Solution Approach 2:
The system introduces an intermediary layer between the raw sensor data and the surgical control system. The AI navigation software acts as a mediator that processes complex spatial relationships, matches pre-operative imaging with intraoperative views, and translates this information into simplified guidance for the surgeon, reducing the complexity of direct system-to-system communication.
Applied Scientific Principles
This section explains which scientific principles are used to turn an abstract innovation direction into a practical engineering solution.

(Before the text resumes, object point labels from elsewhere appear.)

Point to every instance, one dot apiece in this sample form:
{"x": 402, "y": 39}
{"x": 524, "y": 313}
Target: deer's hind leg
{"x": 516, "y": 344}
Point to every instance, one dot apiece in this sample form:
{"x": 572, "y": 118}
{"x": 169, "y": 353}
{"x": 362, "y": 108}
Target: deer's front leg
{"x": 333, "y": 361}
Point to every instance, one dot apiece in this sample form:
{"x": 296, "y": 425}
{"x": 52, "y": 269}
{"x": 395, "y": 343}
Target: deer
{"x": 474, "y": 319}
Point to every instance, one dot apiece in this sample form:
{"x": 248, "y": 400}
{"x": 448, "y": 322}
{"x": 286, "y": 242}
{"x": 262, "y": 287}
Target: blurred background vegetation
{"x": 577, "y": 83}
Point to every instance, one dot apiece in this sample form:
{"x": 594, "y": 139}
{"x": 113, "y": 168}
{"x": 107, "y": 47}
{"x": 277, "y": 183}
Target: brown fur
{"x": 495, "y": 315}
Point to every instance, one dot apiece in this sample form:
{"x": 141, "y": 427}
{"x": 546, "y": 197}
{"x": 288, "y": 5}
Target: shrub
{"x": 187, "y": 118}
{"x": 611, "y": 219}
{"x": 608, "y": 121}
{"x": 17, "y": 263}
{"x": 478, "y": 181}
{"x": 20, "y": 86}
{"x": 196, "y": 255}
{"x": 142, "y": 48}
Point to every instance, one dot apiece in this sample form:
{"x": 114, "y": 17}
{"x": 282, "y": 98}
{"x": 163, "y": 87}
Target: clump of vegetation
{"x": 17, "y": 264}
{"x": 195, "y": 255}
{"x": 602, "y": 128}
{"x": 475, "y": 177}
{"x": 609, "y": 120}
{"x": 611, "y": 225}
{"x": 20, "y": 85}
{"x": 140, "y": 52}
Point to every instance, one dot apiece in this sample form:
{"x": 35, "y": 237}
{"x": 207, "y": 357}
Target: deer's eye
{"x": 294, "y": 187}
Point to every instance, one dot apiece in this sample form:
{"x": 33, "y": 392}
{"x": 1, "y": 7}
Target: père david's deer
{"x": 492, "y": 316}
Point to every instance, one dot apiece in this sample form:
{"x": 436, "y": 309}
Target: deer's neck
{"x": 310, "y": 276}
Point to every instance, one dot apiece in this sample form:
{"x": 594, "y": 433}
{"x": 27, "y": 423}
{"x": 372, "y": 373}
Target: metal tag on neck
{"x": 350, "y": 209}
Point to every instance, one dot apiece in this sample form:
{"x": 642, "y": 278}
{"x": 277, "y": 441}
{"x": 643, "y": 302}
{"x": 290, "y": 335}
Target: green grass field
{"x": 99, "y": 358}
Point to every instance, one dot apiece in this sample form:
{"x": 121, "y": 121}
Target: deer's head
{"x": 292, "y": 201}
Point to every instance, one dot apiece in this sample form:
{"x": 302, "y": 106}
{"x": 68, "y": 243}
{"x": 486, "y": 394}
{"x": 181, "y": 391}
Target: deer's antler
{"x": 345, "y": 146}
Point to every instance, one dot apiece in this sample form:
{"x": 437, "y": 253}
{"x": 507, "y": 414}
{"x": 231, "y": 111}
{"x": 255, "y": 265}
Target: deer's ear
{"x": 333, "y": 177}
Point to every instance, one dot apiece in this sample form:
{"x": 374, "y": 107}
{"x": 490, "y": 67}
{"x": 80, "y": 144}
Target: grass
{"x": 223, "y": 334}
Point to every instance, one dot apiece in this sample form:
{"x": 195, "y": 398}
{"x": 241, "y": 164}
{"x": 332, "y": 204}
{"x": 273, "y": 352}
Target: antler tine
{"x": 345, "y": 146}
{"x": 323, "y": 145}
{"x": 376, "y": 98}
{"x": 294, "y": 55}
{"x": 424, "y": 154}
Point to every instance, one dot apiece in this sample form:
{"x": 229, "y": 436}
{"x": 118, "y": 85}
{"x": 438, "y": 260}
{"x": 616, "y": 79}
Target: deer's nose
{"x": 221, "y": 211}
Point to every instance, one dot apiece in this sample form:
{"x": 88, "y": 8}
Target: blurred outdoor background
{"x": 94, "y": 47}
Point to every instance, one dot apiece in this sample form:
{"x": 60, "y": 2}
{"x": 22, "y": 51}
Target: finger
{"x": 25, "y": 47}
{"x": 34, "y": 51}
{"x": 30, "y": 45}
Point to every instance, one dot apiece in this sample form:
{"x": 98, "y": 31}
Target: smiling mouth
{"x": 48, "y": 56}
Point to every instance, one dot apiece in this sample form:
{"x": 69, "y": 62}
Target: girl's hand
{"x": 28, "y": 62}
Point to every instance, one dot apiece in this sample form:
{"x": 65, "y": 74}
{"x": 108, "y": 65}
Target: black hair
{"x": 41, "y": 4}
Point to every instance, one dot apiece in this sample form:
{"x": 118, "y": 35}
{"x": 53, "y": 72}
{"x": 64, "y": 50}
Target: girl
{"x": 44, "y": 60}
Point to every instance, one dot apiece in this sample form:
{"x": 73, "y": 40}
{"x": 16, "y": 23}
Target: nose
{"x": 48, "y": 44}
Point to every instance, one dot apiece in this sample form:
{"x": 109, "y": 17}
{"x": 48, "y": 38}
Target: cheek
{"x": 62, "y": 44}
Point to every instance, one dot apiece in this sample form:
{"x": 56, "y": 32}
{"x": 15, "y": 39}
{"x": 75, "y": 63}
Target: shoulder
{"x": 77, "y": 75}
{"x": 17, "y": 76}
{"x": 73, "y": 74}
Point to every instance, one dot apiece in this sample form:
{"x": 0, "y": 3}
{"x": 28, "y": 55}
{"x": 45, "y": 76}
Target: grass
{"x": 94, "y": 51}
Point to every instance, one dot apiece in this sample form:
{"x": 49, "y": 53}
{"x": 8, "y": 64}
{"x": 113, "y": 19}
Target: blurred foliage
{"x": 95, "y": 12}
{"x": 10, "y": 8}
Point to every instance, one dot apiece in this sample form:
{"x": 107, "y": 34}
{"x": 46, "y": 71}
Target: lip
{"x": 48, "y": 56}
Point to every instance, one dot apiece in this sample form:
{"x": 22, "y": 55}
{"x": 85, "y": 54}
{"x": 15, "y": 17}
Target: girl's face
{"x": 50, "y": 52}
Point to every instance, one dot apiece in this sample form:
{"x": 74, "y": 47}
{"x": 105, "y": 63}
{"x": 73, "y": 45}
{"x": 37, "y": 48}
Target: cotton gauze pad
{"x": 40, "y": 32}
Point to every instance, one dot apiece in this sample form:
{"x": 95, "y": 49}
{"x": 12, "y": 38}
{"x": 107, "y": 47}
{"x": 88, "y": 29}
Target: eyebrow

Function Achieved in This Case
Enhances precision and safety by preventing collisions and improving navigation and control of surgical robotic arms, enabling better identification of vascular and nervous structures during surgeries.
Implementation Method 1
the surgical robotic system disclosed herein includes capacitive hover sensors incorporated into the surgical robotic component
Data Source
AI summary
A robotic surgical system includes a surgeon consol coupled to a patient console and coupled to one or more surgical instruments. The surgeon consol is used by a surgeon to perform a surgical procedure. A surgeon computer is coupled to or at the surgeon console. The surgeon consol is coupled to the one or more surgical instruments (manipulators). A surgical robot is coupled to a robotic surgery control system and a feedback loop. The feedback loop monitors and collects data from one or more sensors used to provide feedback to the robotic surgical system. An AI system has an AI architecture that uses input data for producing an AI model. A surgical robot is coupled to a robotic surgical control system that is coupled to or includes: the feedback loop, and the artificial intelligence AI system. The control system is coupled to the surgeon consol, one or more of the feedback loop, the AI system and the control unit configured to determine a spatial configuration data of at least a portion of the one or more manipulators using image or location information of one or more of vascular or nervous structures and organs relative to the surgical intervention. One or more of the: feedback loop; AI system; and spatial configuration data used singularly or in combination to provide enhanced navigation; identification of vascular or nervous structures and organs, and manipulation of the manipulators.